Besides recommending development of a comprehensive code of scientific
salmon aquaculture practices to promote environmentally sound fish culture,
WDFW made the following recommendations to reduce the environmental risk of
aquaculture operations:

Use non-reproducing fish in Atlantic salmon aquaculture to eliminate the
risk of farmed fish colonizing the state's waters.

Appleby this could be of two types. A type of Atlantic Salmon that has been
genetically engineered so only females are produced and a triploid salmon
that has an extra chromosome and so is unable to reproduce.

The triploid salmon can be created by pressure or heat being applied to the
developing salmon at a certain stage in its development. The disadvantage
of the female salmon is that they could reproduce in the wild if they found
males to mate with, and then would be able to produce both male and female
off spring. Appleby says neither of these techniques is being used in
production on the Pacific Coast.

Devote adequate funding for management of the Atlantic salmon industry in
this state.

Currently no state funding is dedicated for management if this $40 million
industry.

Reestablish the authority of WDFW or another appropriate state agency to
regulate aquaculture, including determining the species which could be
raised, inspecting aquaculture operations, providing educational
opportunities for aquaculturalists and establishing an Atlantic Salmon
Watch program as focal point for gathering data.

Appleby said that currently the Atlantic Salmon Watch program formally
exists only in Canada.

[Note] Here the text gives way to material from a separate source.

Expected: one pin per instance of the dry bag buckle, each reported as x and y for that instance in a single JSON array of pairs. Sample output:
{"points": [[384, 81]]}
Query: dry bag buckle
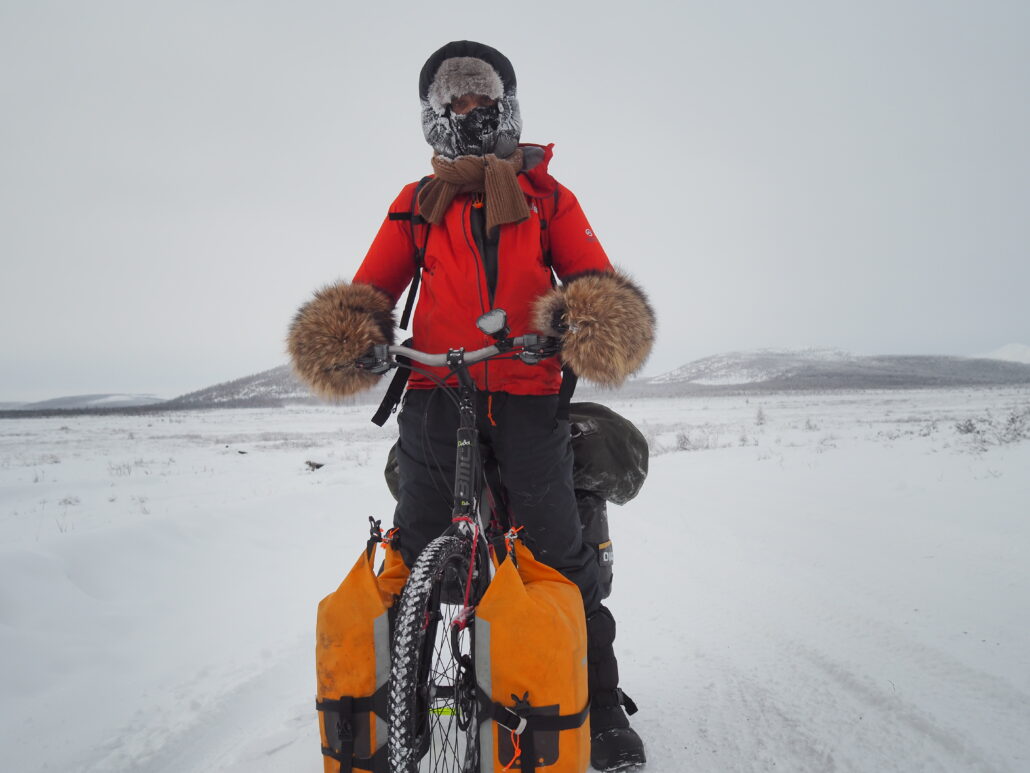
{"points": [[518, 727]]}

The program works to educate fishermen to look for
Atlantic salmon in the wild and to report their findings. Currently Appleby
has borrowed some Salmon Watch posters for use in Washington state and
state employees are trained to look for, capture, kill and report Atlantic
salmon they find.

Washington doesn't have salmon watch effort mobilized in BC, through
trapping and other salmon management activities state fisheries workers
have had a number of opportunities to come across escaped Atlantic salmon.
To date, they have not found a naturally reproduced juvenile -- as has been
found in BC. However, they have picked up smolts at traps on two locations
in southwest Washington and traced them back to smolt producers up stream.

"We notify the producer that he's had some leakage," Appleby said. "We've
caught a few on the Cowlitz basin and at Mayfield dam. But we've never seen
an adult in either of those two watersheds. So we're assuming the fish
aren't surviving."

While WDFW is concerned, the state agency still regards the salmon farming
industry as a low level threat to wild salmon stocks, Appleby said. When
the National Marine Fisheries Service looked at impacts to Pacific Salmon
stocks "aquaculture didn't even appear on radar screens."

The story is different on the East coast, where the National Marine
Fisheries Service is expected to list Atlantic salmon as endangered in the
next few weeks. In Maine NFMS has said that the growing, $60 million salmon
aquaculture industry--whose cultivated fish are escaping, breeding with,
and genetically disrupting wild fish--is a leading threat to wild salmon
stocks.

Appleby said he'd be more worried too if farmers were raising Pacific
Salmon instead of Atlantic. The chances of interbreeding and interaction is
much higher when the same species is involved.